Augmented Reality apps aren’t new, but while playing around with Aurasma I started thinking about how I, as a consumer, am able to express my feelings about a brand.

I’ve never used AR before, so I started simple, creating a rudimentary example that exemplifies how I can, at the simplest level, say what I think about Marmite.


This love/hate example neatly fits in with the brand ethos of Marmite, which prides itself on the intense emotional response people have to its taste. But for any other brand there’s no doubt that a virtual sign shouting out ‘I hate’ whenever you point your phone at its label, could be seen as a problem. Brand vandalism, if you will.

Obviously, one of the glorious things about social media is that we can publicly comment on (and subvert) a brand however we see fit (as long as we’re not breaking any laws, that is). But we’ve seen how uncomfortable this has made brands in the past.

In 2009 Skittles turned its homepage into a live feed of consumer tweets, where any tweet featuring the word ‘skittles’ would be shown. But thanks to a lack of foresight (and appropriate language censors), chaos ensued.

Similarly, McDonald’s was hit during its ‘McStories’ campaign – when conversation about the brand was hijacked for the best part of a week, with a storm of complaints and vitriolic comment.
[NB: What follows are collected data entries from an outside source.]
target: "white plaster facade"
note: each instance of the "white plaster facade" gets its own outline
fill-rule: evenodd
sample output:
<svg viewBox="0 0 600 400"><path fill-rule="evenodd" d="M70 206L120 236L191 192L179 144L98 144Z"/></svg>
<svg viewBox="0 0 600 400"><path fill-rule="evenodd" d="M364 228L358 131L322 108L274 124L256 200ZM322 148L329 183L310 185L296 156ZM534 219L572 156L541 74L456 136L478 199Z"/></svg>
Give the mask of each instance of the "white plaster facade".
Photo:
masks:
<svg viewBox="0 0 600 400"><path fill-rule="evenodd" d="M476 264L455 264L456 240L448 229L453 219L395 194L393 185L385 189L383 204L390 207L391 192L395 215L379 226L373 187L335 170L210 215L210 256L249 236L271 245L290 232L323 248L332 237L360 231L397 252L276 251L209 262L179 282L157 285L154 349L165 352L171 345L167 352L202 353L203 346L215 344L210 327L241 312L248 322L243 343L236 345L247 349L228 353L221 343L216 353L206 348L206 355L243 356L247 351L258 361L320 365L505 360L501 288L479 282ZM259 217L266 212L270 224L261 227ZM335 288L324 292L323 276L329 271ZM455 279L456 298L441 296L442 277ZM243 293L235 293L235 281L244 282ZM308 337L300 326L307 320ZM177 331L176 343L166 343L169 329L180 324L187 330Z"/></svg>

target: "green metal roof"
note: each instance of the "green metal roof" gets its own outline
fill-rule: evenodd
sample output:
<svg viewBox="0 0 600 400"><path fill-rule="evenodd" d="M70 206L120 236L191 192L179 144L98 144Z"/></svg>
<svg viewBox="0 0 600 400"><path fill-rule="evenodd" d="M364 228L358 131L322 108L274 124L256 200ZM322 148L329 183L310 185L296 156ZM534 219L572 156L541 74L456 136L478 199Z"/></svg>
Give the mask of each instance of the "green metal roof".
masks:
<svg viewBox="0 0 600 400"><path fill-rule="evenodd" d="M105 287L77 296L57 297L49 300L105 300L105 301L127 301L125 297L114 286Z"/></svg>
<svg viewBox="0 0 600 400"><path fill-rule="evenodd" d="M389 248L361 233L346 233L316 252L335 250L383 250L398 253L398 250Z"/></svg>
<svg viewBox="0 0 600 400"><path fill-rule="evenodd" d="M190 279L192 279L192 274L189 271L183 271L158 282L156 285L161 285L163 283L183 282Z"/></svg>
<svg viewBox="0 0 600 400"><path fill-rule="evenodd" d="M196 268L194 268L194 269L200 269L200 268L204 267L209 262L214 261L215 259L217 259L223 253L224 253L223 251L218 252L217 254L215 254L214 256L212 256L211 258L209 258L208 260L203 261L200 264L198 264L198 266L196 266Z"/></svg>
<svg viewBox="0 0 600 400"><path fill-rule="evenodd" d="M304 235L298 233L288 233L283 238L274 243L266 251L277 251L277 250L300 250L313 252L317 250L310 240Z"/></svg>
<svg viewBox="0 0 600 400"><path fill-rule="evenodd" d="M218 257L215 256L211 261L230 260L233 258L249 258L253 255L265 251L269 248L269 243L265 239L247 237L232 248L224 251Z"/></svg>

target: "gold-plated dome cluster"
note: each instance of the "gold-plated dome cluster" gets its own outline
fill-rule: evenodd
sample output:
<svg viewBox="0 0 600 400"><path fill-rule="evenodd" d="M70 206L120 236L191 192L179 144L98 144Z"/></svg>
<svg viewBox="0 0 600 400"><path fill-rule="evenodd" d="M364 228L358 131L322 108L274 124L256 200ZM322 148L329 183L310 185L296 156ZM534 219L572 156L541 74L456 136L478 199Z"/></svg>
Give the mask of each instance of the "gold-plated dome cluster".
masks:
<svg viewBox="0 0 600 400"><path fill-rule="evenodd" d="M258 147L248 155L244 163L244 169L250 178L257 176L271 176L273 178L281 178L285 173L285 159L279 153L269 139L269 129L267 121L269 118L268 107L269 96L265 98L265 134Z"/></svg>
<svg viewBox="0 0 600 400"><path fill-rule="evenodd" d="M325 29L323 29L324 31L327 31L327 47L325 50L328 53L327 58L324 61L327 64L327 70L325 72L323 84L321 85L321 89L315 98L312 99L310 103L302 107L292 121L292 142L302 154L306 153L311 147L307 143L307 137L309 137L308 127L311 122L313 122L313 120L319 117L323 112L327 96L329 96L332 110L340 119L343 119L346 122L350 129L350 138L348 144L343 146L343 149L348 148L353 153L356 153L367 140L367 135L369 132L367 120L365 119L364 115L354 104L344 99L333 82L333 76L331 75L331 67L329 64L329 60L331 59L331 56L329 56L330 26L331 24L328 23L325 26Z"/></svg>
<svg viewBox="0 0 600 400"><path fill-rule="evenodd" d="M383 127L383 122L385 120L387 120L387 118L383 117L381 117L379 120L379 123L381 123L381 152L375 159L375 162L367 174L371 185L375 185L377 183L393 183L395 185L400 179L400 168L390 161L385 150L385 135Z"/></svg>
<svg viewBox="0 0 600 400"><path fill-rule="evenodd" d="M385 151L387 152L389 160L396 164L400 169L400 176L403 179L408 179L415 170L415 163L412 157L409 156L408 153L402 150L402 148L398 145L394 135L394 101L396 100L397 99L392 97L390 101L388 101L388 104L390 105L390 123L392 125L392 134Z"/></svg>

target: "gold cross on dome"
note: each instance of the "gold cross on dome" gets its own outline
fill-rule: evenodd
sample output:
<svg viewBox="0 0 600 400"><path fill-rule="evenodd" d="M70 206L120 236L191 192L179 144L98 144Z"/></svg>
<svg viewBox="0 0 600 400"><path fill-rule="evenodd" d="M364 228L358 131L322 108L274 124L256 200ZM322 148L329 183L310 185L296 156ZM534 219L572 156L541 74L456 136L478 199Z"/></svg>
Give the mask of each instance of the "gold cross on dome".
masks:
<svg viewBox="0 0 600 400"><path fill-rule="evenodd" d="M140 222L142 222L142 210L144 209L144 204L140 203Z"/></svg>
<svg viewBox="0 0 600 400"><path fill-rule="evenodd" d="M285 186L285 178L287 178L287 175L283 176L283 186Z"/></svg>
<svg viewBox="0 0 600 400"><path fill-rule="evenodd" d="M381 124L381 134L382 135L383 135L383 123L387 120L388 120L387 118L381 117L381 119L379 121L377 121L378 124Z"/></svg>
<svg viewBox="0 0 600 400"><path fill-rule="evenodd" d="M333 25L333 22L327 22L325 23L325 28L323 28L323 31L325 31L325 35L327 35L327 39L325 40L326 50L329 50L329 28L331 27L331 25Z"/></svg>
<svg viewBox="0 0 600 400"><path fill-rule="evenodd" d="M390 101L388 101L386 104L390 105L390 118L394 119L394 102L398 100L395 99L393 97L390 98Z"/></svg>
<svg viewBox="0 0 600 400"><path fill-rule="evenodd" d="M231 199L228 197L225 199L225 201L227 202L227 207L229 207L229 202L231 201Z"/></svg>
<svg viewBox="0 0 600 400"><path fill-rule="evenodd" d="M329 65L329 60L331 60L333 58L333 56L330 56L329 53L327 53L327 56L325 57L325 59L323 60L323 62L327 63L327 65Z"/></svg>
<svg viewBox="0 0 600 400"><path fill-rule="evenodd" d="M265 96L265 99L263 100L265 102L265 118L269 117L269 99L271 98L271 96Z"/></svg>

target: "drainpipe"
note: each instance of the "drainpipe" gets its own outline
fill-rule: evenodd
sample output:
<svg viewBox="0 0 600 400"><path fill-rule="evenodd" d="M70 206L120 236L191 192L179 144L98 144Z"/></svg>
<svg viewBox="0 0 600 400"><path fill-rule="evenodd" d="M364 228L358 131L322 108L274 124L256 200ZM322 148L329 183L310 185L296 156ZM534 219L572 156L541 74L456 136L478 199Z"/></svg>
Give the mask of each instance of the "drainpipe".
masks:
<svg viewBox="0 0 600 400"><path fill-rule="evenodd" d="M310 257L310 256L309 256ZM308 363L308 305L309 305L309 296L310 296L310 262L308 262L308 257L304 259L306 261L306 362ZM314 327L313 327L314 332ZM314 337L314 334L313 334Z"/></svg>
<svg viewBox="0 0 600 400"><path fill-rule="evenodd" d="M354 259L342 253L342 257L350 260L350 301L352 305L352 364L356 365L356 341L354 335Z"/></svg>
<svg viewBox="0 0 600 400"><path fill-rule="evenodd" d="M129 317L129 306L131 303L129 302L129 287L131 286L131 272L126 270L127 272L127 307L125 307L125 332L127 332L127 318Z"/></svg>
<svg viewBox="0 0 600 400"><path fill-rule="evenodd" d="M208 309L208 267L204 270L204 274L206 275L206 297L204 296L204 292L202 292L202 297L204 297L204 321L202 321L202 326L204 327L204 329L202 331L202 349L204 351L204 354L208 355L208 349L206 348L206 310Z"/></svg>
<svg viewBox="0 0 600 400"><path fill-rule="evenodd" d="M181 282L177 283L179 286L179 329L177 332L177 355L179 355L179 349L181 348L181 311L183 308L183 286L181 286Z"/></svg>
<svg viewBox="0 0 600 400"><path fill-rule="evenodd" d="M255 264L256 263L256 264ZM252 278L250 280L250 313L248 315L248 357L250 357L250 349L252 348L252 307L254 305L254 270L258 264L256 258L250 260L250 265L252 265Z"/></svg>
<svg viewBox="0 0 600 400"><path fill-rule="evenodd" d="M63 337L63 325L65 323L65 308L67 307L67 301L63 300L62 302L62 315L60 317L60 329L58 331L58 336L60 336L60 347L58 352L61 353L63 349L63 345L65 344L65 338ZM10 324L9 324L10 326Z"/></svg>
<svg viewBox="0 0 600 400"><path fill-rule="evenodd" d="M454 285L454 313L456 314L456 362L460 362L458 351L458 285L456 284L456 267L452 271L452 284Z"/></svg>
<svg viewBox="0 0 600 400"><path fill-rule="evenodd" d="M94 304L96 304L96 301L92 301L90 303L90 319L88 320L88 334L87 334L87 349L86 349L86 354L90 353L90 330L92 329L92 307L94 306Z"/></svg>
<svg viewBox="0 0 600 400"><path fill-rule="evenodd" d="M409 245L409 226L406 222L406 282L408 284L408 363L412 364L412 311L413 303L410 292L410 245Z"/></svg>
So are these sorts of AR apps about to make them terrified?

Well, perhaps. But in both these cases one could argue that the damage done to the brand was minimal. From a personal standpoint, if I’m craving a McFlurry on a sunny day, the likeliness of me being put off by a Twitter tag faux pas is frankly non-existent. But they do highlight a vitally important lesson; social means everyone can, and most probably will, have their say. Brands don’t get to choose who says what about them, whether online, in AR space, or in the real world. Social media and AR are simply new tools with which both brands, and their customers, can share their feelings.

What this does mean, however, is that brands that put themselves out there and encourage participation have to be ready for the consequences – and ready to respond to potentially controversial situations in an appropriate and positive way.

Beyond those instances where a person has a well-founded complaint, the majority of brand vandalism can be seen as silly, irreverent but also complimentary. If your brand excites and interests someone enough to generate an emotional response, even if it’s not on message, that should be welcomed and embraced.

Do the opposite by going on the offensive and you risk ‘doing a Nestle’, turning an opportunity to genuinely engage around an important issue into a potential PR disaster.

Ultimately, being part of the social environment means being part of the conversation. And just like in any conversation, confidence, humility, and not least a healthy dose of humanity, will prevail.

So don’t let the hijacking possibilities of AR put you off exploring an awesome new technology – just – like the proverbial Scouts, be prepared.